About 8.2 million pounds of tortilla chips are consumed each Super Bowl accompanied by bowls of various dipping options. And, the king of the dips is the sexy yet traditional salsa. Just the name salsa makes you want to have a party, and it wouldn’t be one without it. But most likely the salsa that pops into mind is purchased in glass jars with more of a resemblance to a sugary can of tomato soup than the vegetables it is supposedly made of. For a real bowl of deliciousness this year, make your own salsa.
Salsa truly is a treasure in the culinary world as something that has basically been untouched for centuries. We can thank the Spanish missionary Bernadino de Sahagun for recording in detail the culinary traditions of the Aztecs. Of salsas he writes,
... sauces, hot sauces, fried [food], olla-cooked, juices, sauces of juices, shredded [food] with chile, with squash seeds, with tomatoes, with smoke chile, with hot chile, with yellow chile, with mild red chile sauce, yellow chile sauce, sauce of smoked chile, heated sauce, he sells toasted beans, cooked beans, mushroom sauce, sauce of small squash, sauce of large tomatoes, sauce of ordinary tomatoes, sauce of various kinds of sour herbs, avocado sauce.
Just as Sahagun discovered in the mid sixteenth century, the variety of salsas, as they are even more so today, are endless.
For tips on making a delicious pico de gallo, we spoke with Chef Pati Jinich, bestselling cookbook author of Pati’s Mexican Table: The Secrets of Mexican Home Cooking and host of the cooking show "Pati's Mexican Table." (Full disclosure: I used to work for Pati in a previous job)
1. Understand your chiles
“Add the Jalapeño or Serrano gradually. It's easy to add on heat, but an incredible pain to try to reduce it: the only way is to make more Pico without the chile to tone the heat down.”

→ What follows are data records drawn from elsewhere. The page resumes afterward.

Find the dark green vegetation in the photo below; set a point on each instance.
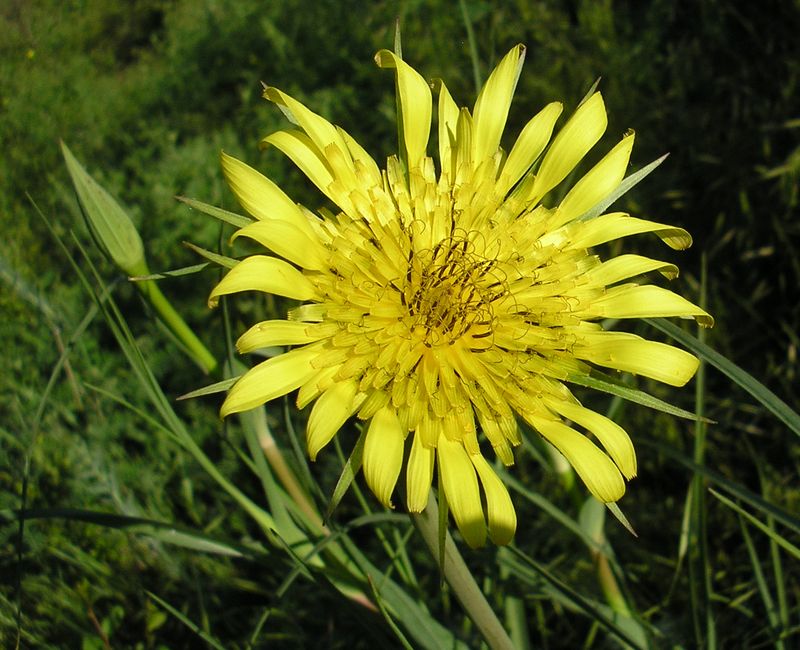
(146, 93)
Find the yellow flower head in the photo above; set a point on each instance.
(444, 303)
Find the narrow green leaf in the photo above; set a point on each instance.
(381, 603)
(349, 472)
(165, 532)
(779, 539)
(615, 510)
(211, 389)
(755, 388)
(604, 383)
(177, 273)
(739, 491)
(108, 222)
(214, 643)
(222, 260)
(218, 213)
(624, 187)
(627, 629)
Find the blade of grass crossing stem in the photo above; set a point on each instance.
(736, 489)
(763, 588)
(460, 579)
(775, 555)
(700, 570)
(388, 617)
(119, 328)
(349, 472)
(755, 388)
(528, 571)
(194, 627)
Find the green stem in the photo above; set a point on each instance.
(460, 579)
(178, 326)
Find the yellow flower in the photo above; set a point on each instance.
(444, 302)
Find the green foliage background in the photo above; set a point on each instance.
(147, 93)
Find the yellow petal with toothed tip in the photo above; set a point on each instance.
(415, 103)
(614, 438)
(529, 146)
(600, 181)
(596, 470)
(287, 240)
(644, 301)
(448, 124)
(260, 196)
(628, 266)
(369, 167)
(383, 454)
(303, 153)
(491, 108)
(274, 332)
(270, 379)
(321, 132)
(267, 274)
(329, 413)
(500, 510)
(571, 144)
(608, 227)
(630, 353)
(419, 474)
(461, 489)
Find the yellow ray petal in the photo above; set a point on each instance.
(329, 413)
(321, 132)
(597, 184)
(301, 150)
(275, 332)
(461, 489)
(571, 144)
(491, 108)
(383, 454)
(614, 438)
(630, 353)
(267, 274)
(644, 301)
(502, 516)
(270, 379)
(596, 470)
(415, 106)
(615, 225)
(529, 146)
(419, 474)
(628, 266)
(260, 196)
(288, 241)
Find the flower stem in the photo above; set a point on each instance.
(460, 579)
(177, 325)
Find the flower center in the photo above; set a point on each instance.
(449, 291)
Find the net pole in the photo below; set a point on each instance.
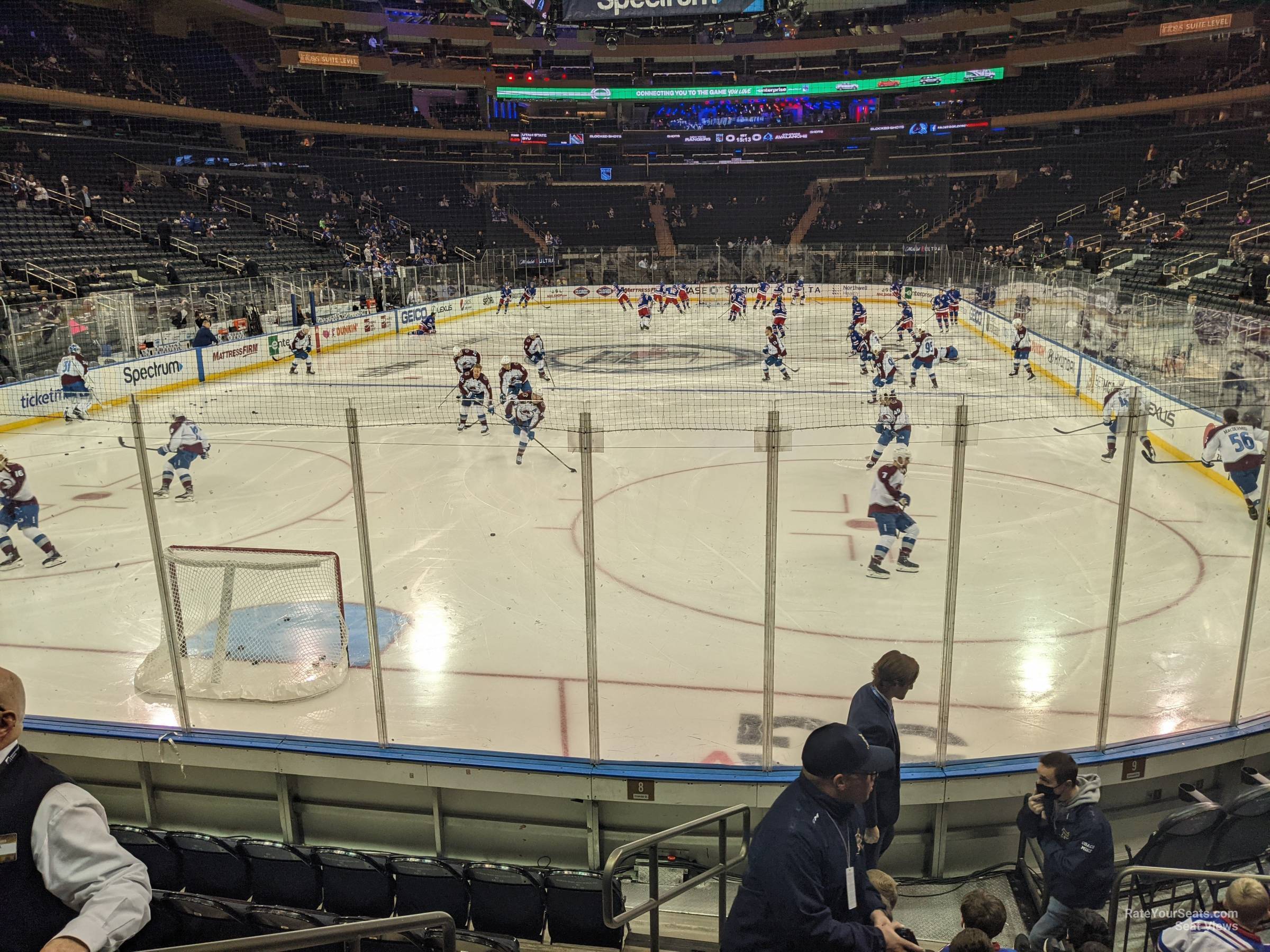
(364, 545)
(169, 626)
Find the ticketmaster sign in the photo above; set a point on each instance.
(577, 11)
(793, 89)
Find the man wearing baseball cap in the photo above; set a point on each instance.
(805, 887)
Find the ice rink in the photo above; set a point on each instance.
(479, 562)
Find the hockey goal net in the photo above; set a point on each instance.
(252, 625)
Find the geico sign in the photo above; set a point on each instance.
(135, 375)
(246, 351)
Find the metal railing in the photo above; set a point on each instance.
(350, 933)
(1071, 214)
(1108, 198)
(1216, 198)
(1161, 871)
(656, 898)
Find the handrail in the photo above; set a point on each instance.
(353, 933)
(1071, 214)
(1114, 913)
(1112, 196)
(1216, 198)
(656, 898)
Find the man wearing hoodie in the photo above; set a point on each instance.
(1076, 841)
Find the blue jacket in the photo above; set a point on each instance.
(794, 894)
(874, 719)
(1076, 841)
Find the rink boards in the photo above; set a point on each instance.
(1174, 424)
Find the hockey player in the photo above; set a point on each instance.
(779, 319)
(906, 322)
(954, 299)
(20, 507)
(943, 308)
(465, 359)
(893, 424)
(1115, 405)
(537, 352)
(884, 365)
(1241, 448)
(525, 411)
(186, 442)
(887, 505)
(646, 312)
(302, 347)
(474, 390)
(858, 313)
(73, 370)
(924, 359)
(761, 296)
(860, 346)
(774, 356)
(1021, 347)
(512, 379)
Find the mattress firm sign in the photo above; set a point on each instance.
(621, 10)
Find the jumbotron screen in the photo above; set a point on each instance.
(793, 89)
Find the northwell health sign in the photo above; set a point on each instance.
(793, 89)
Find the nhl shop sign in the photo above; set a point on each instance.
(619, 10)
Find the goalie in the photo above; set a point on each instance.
(186, 443)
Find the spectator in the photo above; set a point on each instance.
(794, 894)
(874, 716)
(1076, 841)
(970, 941)
(1233, 924)
(985, 912)
(205, 335)
(69, 886)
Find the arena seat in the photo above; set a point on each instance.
(427, 885)
(211, 866)
(283, 875)
(151, 848)
(355, 884)
(576, 911)
(507, 899)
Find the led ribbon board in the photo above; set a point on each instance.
(794, 89)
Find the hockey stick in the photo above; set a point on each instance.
(1066, 433)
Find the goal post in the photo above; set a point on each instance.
(252, 625)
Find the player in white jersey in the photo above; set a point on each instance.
(512, 379)
(525, 411)
(925, 357)
(537, 353)
(302, 346)
(465, 359)
(646, 312)
(887, 505)
(20, 507)
(1021, 348)
(774, 356)
(893, 424)
(1115, 405)
(73, 370)
(1241, 447)
(474, 390)
(186, 443)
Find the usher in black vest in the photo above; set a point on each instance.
(33, 914)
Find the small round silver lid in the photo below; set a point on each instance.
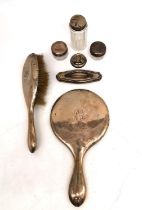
(78, 22)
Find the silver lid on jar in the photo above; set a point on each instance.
(78, 30)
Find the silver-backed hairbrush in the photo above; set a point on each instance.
(35, 81)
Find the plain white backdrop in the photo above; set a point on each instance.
(113, 168)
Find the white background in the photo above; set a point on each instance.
(113, 168)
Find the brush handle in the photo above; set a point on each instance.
(32, 142)
(77, 188)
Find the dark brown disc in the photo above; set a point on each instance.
(78, 60)
(59, 48)
(98, 49)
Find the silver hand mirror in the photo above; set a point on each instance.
(79, 118)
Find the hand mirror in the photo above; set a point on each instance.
(79, 118)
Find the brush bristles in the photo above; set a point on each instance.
(42, 81)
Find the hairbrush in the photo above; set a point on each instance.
(35, 81)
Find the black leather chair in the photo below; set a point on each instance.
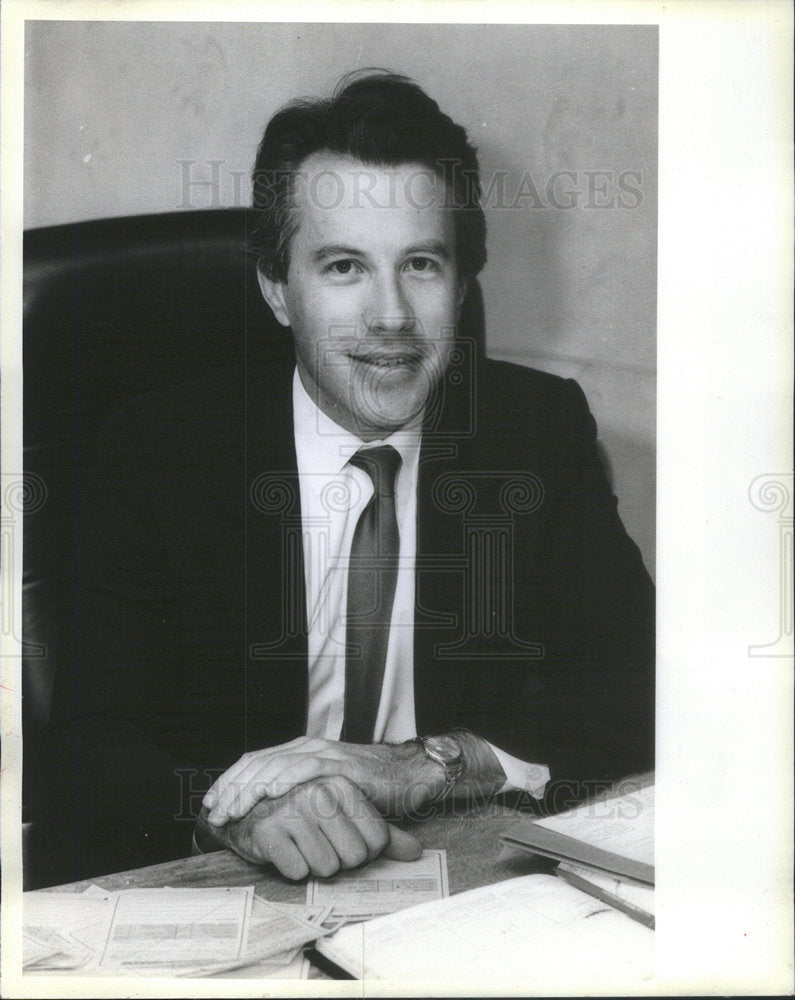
(113, 308)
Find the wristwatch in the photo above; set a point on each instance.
(445, 750)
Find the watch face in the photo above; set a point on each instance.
(444, 748)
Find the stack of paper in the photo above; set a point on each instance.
(211, 932)
(166, 932)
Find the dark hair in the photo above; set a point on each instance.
(382, 119)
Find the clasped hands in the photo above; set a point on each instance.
(315, 806)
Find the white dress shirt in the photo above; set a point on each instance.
(333, 495)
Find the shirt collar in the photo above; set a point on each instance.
(322, 446)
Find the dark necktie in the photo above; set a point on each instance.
(372, 576)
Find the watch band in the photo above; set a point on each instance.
(444, 750)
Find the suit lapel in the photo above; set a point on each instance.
(274, 612)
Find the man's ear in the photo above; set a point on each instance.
(273, 293)
(463, 288)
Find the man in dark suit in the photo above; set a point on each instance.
(314, 560)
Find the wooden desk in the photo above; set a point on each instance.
(474, 858)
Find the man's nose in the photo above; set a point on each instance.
(389, 308)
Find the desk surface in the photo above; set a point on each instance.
(475, 857)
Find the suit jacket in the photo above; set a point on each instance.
(533, 619)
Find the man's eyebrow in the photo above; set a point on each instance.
(335, 250)
(436, 247)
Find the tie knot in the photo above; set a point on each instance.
(381, 465)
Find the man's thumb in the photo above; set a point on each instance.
(402, 846)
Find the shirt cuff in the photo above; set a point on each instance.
(521, 776)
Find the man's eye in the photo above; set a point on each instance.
(343, 267)
(422, 265)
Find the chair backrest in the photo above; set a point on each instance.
(113, 308)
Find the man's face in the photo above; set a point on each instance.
(372, 291)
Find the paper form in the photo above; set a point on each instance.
(167, 926)
(382, 886)
(65, 925)
(530, 929)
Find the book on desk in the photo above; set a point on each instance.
(592, 919)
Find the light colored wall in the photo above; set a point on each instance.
(113, 111)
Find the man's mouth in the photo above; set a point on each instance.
(388, 359)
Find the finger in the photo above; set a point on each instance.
(371, 827)
(287, 856)
(275, 778)
(402, 846)
(233, 774)
(239, 795)
(316, 849)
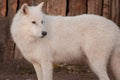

Before choosing a chile, make sure you know your how much heat you can take. Take a look at a Scoville scale and find out the measurement of pungency your mouth can handle. If you are not sure, then start with less heat and gradually move up the scale. And in this case, the jalapeño is slightly more mild than the serrano.
2. The salt matters
“I like using coarse sea or kosher salt.”
Salt definitely makes a difference in cooking and the type of salt does matter, especially for an unheated sauce like a pico. Table salt is not ideal for cooking as it usually has additives such as iodine that change the flavor. Many chefs prefer coarsely grained sea or kosher salt because it is simply pure salt and adds a greater burst of flavor.
3. Must use limes
“In pico de gallo, it's the limes, not the lemons, that rule.”
For the juiciest and most flavorful limes, look for the small round ones that are often referred to in the US as key limes. They are also known as Mexican limes, West Indian limes or bartender’s limes. If you see limes that look like green lemons, than they are not true limes. What is commonly mistaken as “limes” in the grocery store are the large fruited Bearss, Persian or Tahiti lime. These limes are actually a hybrid of the key lime and citron (the father of the lemon). They tend to have thicker skin, ears like the lemon and are actually less juicy. Ironically, when limes are ripe they turn yellow in color.
4. Let it be
“Let all the ingredients sit and macerate for at least 10 minutes before serving. That way their flavors will marry better. If you are not planning on serving it in the next two hours, cover and refrigerate, or the Pico will get a bit mushy.”
Now that you have her tips, here is Pati's recipe:
Pico de Gallo Salsa
Serves: makes about 4 cups
1 pound ripe tomatoes, about 3 cups, halved, cored, seeded (optional) and chopped
1/2 cup white onion, finely chopped
1 jalapeño or serrano chile, finely chopped, or more to taste (seeding is optional)
1/2 cup cilantro, rinsed, drained, lower part of the stems removed, roughly chopped
2 to 3 tablespoons fresh lime juice, more or less to taste
2 tablespoons olive oil, optional
1 teaspoon kosher or sea salt, or more to taste
Place all of the ingredients in a bowl, toss well and serve.
The salsa can be prepared up to 12 hours ahead of time, covered and refrigerated. And it can be eaten with anything you want to try it with!
Pico de gallo is just one of the many delicious options for making your own salsa. What is your favorite?